La vie profonde

 

 

                                                     À ma Femme.

 

 

Autrefois j’écrivais d’exubérants poèmes

D’où jaillissait ma vie en rires et en pleurs.

Je n’avais pas encore appris cette pudeur

Farouche, de sceller mes lèvres sur moi-même.

 

Et voici que ma plume est morte entre mes mains

Devant l’inexprimable. À quoi bon la souffrance

De voir toutes les fois qu’un sentiment s’élance

Se glacer dans les mots son pauvre sang humain.

 

Un monde vit en moi, comme en vous vit un monde.

Qui connaîtra jamais ses cimes et ses fonds ?

Moi-même les explore en des incantations

Railleuses de dépit, dans leurs stériles rondes.

 

Aussi par les remous d’orages inconnus

Mon âme aux profondeurs secrètes et lointaines,

Suivra dans le chaos des forces et des peines,

La dure vérité des sentiments à nu.

 

Mais je ne dirai rien car il vaut mieux les taire

Les cris rageurs et vains des cœurs près d’éclater

Car l’ordre est établi pour une éternité

Cet ordre qu’imposèrent les siècles sur la terre.

 

Laissons grouiller le monde au fond de son ennui.

Et n’arrachons personne au sommeil des légendes.

Les préjugés sont forts et la bêtise est grande.

Nul ne peut déchirer les voiles de la nuit.

 

Alors laissons les mots loin de nos états d’âme

Mobilisons-les tous au service d’action

Extérieure, étrangère, et des révolutions

Qui fondent aujourd’hui sur l’univers en flamme.

 

Oui façonnons un peu, durement le destin.

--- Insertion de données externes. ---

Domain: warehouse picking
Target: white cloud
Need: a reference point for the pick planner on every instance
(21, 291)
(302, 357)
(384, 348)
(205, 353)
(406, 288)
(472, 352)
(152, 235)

Marquons au fer rougi les vieilles décadences.

Jetons dans le grand feu les antiques créances

Et préparons tout neufs de flamboyants matins.

 

Agissons. Agissons et changeons l’air putride.

Agissons pour nos nerfs, nos muscles et nos cœurs

Élisons s’il le faut d’orgueilleuses douleurs

Plutôt que de subir l’âcre relent du vide.

 

Mais il est un royaume invisible et muet

Où réelle, la vie épanouit ses corolles.

Un royaume au delà de toutes les paroles.

Un royaume au delà de tout ce que je sais.

 

J’enferme en lui, jaloux, mes doutes, mes tempêtes

Ce qui rit, ce qui saigne et mes espoirs trop beaux

Et mes rêves trop doux et mes trop lourds sanglots

Les flux et les reflux de mon cœur à ma tête.

 

J’ai cloué dans l’azur, à grands coups de ma Foi

L’étoile que je veux pour guide tutélaire

Et mon regard, levé vers elle de la terre,

Fixera dans le ciel un destin de mon choix.

 

Et bien qu’on me verra, dans les fracas de l’heure,

Marcher en forcené, sans fin, vers les combats,

Seulement absorbé par ce qu’on ne voit pas,

J’explorerai toujours mes intimes demeures.

 

Et que m’importe alors les nuages aux cieux.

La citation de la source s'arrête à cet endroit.